Remember, the #1 goal was not expensive! I'm afraid if we get into daisy chaining signals and all the complexity that involves, we'll defeat the whole purpose of the project. It this whole project ends up costing more than around $10 total for a board, I'm afraid it's not going to go very far.
After all, Azatrax has one that does all this and also handles signals in two directions for $40 for each board.
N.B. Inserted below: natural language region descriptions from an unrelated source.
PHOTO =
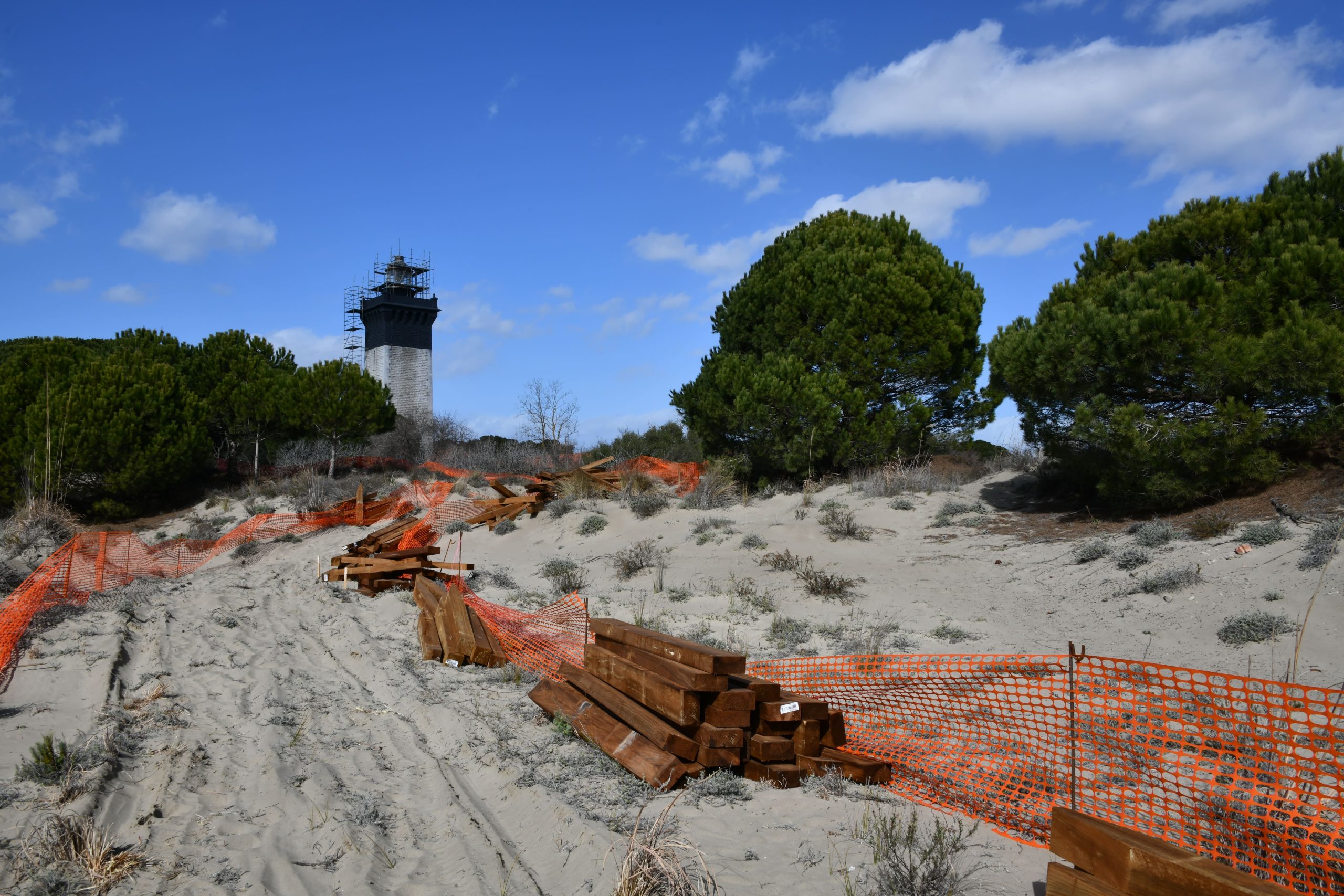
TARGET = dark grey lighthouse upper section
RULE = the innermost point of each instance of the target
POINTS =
(397, 315)
(393, 319)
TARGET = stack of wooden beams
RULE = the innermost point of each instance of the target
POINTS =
(449, 630)
(667, 708)
(1110, 860)
(374, 563)
(510, 504)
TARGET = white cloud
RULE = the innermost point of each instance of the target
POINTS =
(461, 358)
(1175, 14)
(725, 261)
(930, 206)
(124, 294)
(1240, 100)
(706, 120)
(750, 61)
(737, 167)
(65, 186)
(1014, 241)
(84, 135)
(22, 217)
(186, 229)
(75, 285)
(1049, 6)
(307, 345)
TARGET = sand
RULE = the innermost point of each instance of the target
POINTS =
(303, 747)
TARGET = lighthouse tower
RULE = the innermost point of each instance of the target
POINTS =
(398, 333)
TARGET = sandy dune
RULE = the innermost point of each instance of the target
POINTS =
(303, 747)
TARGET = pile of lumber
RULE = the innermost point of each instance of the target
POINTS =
(374, 563)
(1110, 860)
(510, 504)
(449, 630)
(667, 708)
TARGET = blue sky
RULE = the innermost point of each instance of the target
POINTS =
(589, 181)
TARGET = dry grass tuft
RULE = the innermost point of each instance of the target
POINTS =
(66, 849)
(718, 488)
(660, 863)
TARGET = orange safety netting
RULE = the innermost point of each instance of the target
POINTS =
(1245, 770)
(683, 477)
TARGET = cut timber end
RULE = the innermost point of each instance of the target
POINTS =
(690, 653)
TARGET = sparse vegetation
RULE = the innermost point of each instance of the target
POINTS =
(1210, 525)
(718, 487)
(953, 508)
(1153, 534)
(839, 523)
(786, 633)
(911, 860)
(644, 554)
(949, 630)
(648, 504)
(246, 550)
(1254, 628)
(1265, 534)
(592, 524)
(826, 585)
(68, 853)
(1132, 558)
(1171, 579)
(565, 575)
(1089, 551)
(1323, 544)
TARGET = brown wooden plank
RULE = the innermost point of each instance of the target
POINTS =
(1141, 866)
(656, 767)
(428, 601)
(659, 733)
(719, 757)
(714, 736)
(765, 749)
(760, 687)
(807, 738)
(728, 718)
(676, 649)
(832, 733)
(1062, 880)
(783, 775)
(481, 656)
(730, 699)
(859, 769)
(679, 705)
(680, 675)
(406, 553)
(810, 707)
(429, 638)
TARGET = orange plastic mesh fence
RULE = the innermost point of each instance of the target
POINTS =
(1240, 769)
(1245, 770)
(683, 477)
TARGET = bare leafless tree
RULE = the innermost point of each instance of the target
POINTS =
(550, 416)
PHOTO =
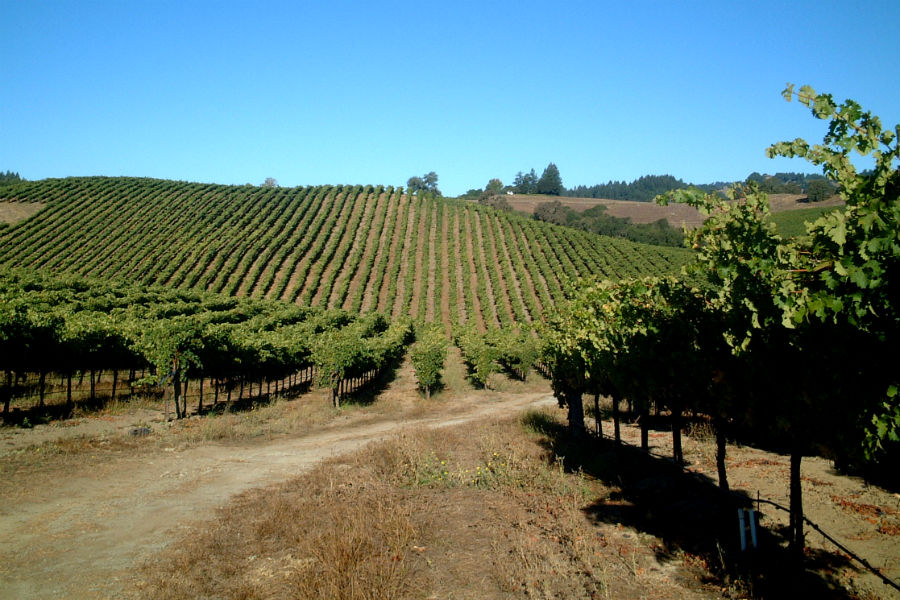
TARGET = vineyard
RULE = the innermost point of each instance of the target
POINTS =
(54, 330)
(356, 248)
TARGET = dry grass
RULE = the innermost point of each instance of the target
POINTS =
(468, 512)
(13, 212)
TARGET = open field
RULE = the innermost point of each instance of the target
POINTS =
(678, 215)
(456, 498)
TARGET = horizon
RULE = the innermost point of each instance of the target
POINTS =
(350, 93)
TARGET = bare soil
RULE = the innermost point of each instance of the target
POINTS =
(245, 505)
(77, 527)
(678, 215)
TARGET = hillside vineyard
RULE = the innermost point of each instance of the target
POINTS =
(360, 248)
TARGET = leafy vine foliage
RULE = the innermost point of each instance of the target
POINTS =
(792, 339)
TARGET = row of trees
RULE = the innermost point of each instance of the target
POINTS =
(795, 340)
(426, 183)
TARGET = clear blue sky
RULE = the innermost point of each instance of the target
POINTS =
(367, 92)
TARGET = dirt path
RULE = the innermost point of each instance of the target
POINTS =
(82, 538)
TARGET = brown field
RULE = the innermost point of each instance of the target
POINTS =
(474, 494)
(678, 215)
(13, 212)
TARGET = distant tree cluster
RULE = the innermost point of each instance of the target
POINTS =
(642, 189)
(426, 183)
(494, 195)
(9, 177)
(596, 220)
(549, 183)
(793, 183)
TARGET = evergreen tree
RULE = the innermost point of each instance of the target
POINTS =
(550, 182)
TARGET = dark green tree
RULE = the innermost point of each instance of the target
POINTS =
(550, 182)
(426, 183)
(525, 183)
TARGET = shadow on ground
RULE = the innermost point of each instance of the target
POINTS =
(689, 513)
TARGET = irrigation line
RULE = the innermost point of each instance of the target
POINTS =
(886, 580)
(843, 548)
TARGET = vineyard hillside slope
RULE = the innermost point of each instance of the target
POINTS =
(360, 248)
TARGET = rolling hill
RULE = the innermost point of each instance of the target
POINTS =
(361, 248)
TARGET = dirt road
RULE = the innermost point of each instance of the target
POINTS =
(82, 537)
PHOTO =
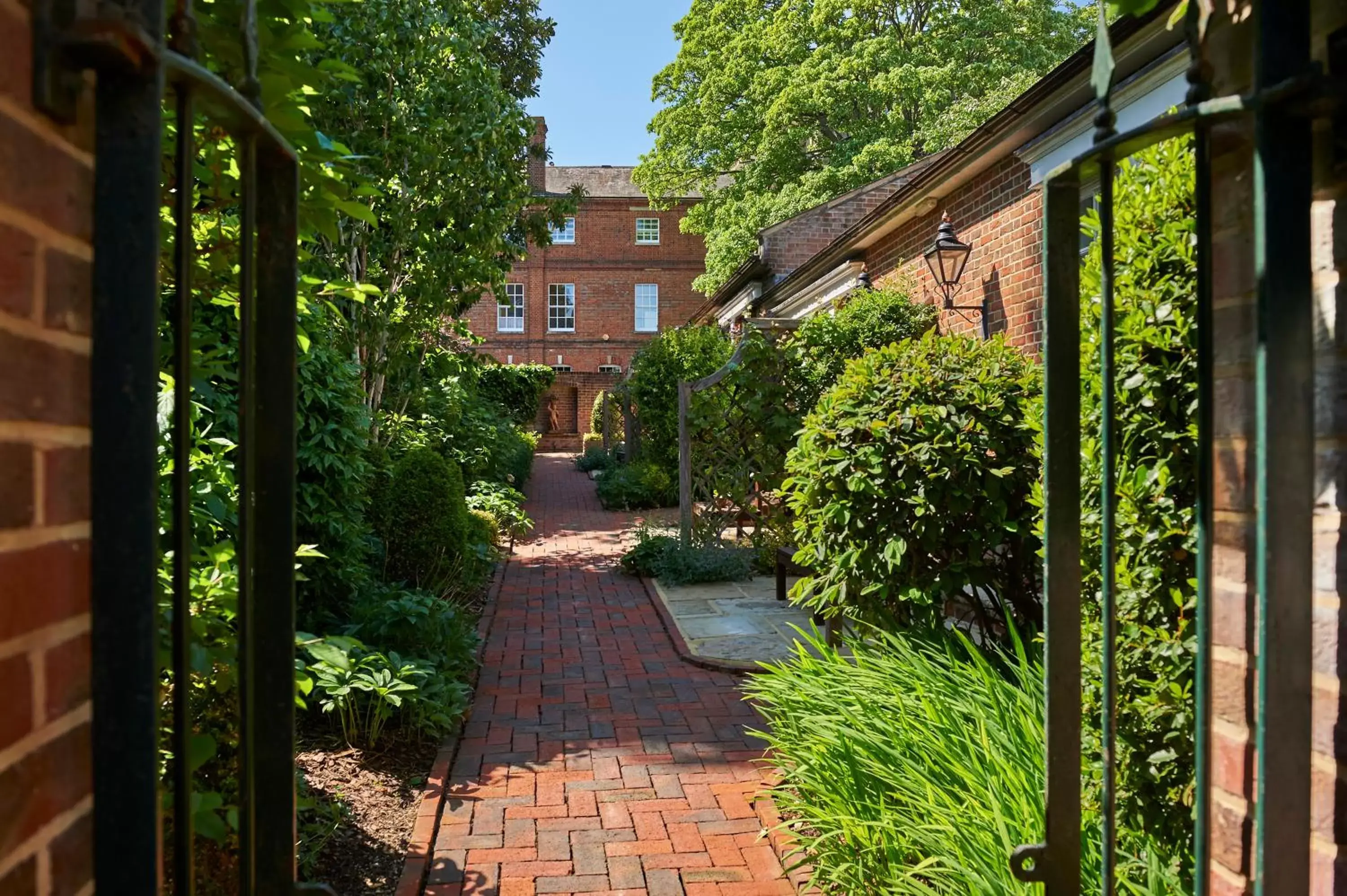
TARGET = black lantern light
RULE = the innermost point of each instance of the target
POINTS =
(947, 258)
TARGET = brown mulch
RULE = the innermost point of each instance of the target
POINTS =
(380, 791)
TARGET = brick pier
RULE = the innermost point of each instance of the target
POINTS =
(596, 760)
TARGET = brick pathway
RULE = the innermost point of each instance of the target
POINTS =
(596, 760)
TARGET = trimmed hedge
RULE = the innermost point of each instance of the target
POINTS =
(516, 387)
(912, 479)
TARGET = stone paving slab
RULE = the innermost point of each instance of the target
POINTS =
(597, 760)
(739, 623)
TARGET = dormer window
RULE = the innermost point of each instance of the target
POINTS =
(565, 235)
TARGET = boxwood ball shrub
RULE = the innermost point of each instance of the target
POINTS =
(818, 352)
(911, 483)
(425, 521)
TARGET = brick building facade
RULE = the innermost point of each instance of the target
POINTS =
(607, 285)
(46, 221)
(990, 185)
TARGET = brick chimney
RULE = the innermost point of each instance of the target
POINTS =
(538, 157)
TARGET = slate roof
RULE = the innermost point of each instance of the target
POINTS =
(600, 181)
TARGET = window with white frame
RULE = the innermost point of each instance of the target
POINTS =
(565, 235)
(510, 309)
(561, 307)
(647, 307)
(647, 231)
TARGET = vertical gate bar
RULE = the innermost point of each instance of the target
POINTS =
(247, 478)
(124, 550)
(1285, 459)
(182, 542)
(1062, 491)
(685, 464)
(1108, 513)
(1199, 92)
(274, 523)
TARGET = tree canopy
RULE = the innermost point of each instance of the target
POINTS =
(803, 100)
(436, 127)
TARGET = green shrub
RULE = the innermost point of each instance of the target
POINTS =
(596, 459)
(332, 476)
(818, 352)
(911, 483)
(659, 554)
(916, 767)
(417, 624)
(1156, 367)
(638, 486)
(504, 505)
(686, 353)
(605, 400)
(701, 564)
(425, 521)
(516, 387)
(491, 446)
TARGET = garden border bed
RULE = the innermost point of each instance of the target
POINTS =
(421, 847)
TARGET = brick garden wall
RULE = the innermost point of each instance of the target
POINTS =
(1236, 631)
(605, 264)
(46, 177)
(1001, 215)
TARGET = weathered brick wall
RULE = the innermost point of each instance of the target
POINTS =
(795, 242)
(605, 264)
(574, 394)
(46, 176)
(1236, 628)
(1001, 216)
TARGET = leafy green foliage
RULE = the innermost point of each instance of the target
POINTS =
(1156, 367)
(442, 143)
(686, 353)
(607, 403)
(425, 521)
(799, 101)
(596, 457)
(659, 554)
(818, 352)
(916, 767)
(516, 387)
(911, 483)
(638, 486)
(504, 505)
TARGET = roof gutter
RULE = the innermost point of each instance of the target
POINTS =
(1071, 76)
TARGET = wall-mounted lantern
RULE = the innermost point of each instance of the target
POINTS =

Problem is these use IR, not insulated rail. But like the Atlas controls, would it be hard to have two inputs to the circuit board. One will engage the red light (Current block.) and the next would engage the yellow light (Following block.)? If neither has an input, then the light would be green. So you would need two sets of boards, one for each direction, which is how Atlas handled it. And if the boards are low cost kits, I would not mind having two sets, one for each direction of travel. With that said, you could make it a simple trigger and it's up to us if we attach it to the current block's red light, or the previous block's yellow light. That would give two boards in each direction, so 4 for one block. But as pointed out here, the low cost signals use a common, so two lights can't be powered at once.
How I'd like the board to be is have two inputs (Via isolated rails.), 3 outputs (Red, yellow, green), and power input. Input 1 is the current block, and Input 2 comes from the following block. When the board is powered on, it shows green. When a train entered the block, triggering Input 1, the light goes red. When the train enters the following block the board is triggered on Input 1 and 2, but still shows red due to Input 1 still triggered. Once Input 1 is no longer triggered the light goes to yellow as it is still triggered on Input 2. Once no longer being triggered on Input 2 the light goes back to green. Perhaps instead of calling it Input 2, it could be Input from following signal. Then you can have another output on the board, Output to preceding signal, which really is just a pass through for Input 1.
So the logic of the board is I is the Inputs, and on is triggered and off is not triggered:
I1 off, I2 off then show green.
I1 on, I2 off then show red.
I1 on, I2 on then show red.
I1 off, I2 on then show yellow.
But like John says, it's not as easy as someone else doing it, and I'm a mechanical engineer not an electrical engineer.